Querying the database every time a page loads takes time, which, even measured in milliseconds has shown to impact how people perceive and interact with your website^4. Many CMSs cache (save pre-rendered web pages in memory) to speed up the process, though that merely adds a another layer of complexity rather than solve the original problem.^5
SQL databases are not only potential sources for performance bottlenecks but are targets for hacking. What's more, they can be difficult to maintain in a version control system, and act as a barrier--when content is organized around them--to moving content from one system to another. Even free open source systems may come at a great cost of maintenance and hosting at scale as well as reliance on a variety of add-on developers that becomes expensive over time.

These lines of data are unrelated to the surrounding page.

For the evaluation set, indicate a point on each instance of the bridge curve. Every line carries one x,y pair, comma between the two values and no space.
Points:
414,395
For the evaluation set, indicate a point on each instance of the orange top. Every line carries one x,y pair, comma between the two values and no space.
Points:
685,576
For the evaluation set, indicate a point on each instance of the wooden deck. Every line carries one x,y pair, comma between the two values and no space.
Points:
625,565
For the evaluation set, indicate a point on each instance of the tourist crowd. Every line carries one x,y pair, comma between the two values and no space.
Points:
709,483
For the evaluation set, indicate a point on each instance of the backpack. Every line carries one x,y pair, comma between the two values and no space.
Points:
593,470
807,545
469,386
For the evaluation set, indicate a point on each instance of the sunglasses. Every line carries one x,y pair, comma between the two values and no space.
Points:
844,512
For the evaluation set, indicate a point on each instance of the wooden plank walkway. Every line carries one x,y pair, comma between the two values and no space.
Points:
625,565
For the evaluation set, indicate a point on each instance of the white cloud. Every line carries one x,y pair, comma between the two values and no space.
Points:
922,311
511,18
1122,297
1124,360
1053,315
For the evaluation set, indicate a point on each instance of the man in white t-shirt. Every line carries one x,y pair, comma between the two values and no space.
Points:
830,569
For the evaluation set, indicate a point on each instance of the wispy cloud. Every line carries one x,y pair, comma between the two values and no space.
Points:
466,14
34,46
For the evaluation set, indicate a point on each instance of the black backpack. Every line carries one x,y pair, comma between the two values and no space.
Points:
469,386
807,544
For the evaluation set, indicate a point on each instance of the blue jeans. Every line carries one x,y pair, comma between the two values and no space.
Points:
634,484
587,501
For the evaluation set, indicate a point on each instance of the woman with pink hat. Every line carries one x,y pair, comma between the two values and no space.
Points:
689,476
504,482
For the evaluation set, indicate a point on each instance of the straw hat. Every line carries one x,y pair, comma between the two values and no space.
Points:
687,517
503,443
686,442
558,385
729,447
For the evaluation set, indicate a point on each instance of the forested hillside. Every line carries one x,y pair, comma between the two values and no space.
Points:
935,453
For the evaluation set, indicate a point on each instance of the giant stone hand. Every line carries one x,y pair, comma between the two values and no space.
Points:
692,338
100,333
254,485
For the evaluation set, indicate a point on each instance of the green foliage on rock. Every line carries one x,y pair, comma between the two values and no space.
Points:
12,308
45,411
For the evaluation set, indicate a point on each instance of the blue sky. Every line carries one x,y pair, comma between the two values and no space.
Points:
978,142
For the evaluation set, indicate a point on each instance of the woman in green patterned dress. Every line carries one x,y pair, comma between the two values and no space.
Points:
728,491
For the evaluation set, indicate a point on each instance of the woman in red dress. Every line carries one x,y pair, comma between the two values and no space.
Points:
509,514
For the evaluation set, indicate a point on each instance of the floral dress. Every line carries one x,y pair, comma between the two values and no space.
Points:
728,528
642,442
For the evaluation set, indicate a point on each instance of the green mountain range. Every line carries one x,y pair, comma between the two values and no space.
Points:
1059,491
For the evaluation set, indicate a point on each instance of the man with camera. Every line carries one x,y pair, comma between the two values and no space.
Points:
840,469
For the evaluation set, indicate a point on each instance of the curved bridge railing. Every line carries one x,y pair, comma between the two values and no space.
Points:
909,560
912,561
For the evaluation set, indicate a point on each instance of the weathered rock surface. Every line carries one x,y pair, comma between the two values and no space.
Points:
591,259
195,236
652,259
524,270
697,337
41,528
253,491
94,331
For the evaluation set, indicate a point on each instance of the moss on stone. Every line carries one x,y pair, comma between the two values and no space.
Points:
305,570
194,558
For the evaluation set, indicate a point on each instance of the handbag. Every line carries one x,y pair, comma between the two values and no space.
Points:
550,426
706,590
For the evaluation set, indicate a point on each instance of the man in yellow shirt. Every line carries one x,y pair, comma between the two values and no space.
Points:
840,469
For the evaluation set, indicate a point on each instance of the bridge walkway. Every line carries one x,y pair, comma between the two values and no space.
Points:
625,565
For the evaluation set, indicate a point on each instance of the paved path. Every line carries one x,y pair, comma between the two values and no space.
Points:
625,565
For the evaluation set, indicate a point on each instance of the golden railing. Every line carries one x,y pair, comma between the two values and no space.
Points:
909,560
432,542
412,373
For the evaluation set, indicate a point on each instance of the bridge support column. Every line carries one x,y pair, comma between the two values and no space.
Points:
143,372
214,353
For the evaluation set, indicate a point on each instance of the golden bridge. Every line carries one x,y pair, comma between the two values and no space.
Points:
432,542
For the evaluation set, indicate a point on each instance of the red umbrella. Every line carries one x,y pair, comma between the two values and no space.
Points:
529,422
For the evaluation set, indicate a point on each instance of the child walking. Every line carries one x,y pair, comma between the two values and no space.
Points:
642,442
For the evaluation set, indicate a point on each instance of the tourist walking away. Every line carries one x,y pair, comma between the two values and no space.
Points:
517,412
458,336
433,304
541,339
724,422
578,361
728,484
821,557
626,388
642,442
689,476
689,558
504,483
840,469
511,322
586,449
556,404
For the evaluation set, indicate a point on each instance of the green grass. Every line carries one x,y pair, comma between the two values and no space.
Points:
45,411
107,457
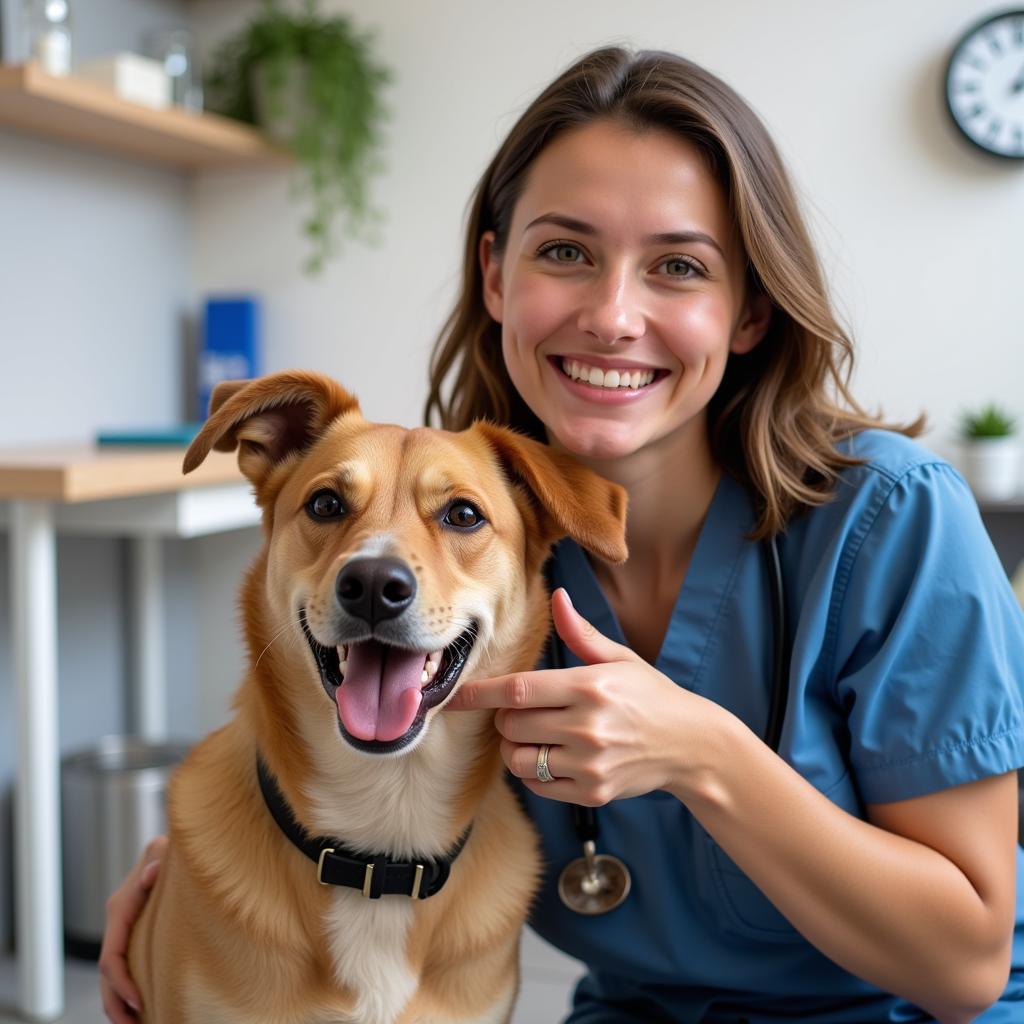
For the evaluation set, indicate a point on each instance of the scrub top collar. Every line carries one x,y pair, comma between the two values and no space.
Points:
710,578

This is not to suggest that database driven websites are inherently bad in all cases, but for a vast number of independent websites a database driven content management system may very well be overkill, like using a canon when a rifle will do. As websites get fatter and slower^6 it becomes ever more important to question how they are built and look for new efficiencies. While static websites aren't a panacea, they very well may be a gateway toward a new way of thinking.
The Post-CMS World
Ben Balter, Github Gov 2.0 Evangelist and former Presidential Innovation Fellow, calls this the “Post-CMS” world^7, and I believe he's right. Solutions such as Jekyll or other static site generators (there are many) are not content management systems because they only process files (i.e.convert documents and templates into HTML pages). However, it's only the database and system of application layers that is missing. Developers and website owners are beginning to use a variety of loosely connected tools that are taking the place of formerly integrated content management systems, choosing only the bits they need and only the ones that work best for their needs.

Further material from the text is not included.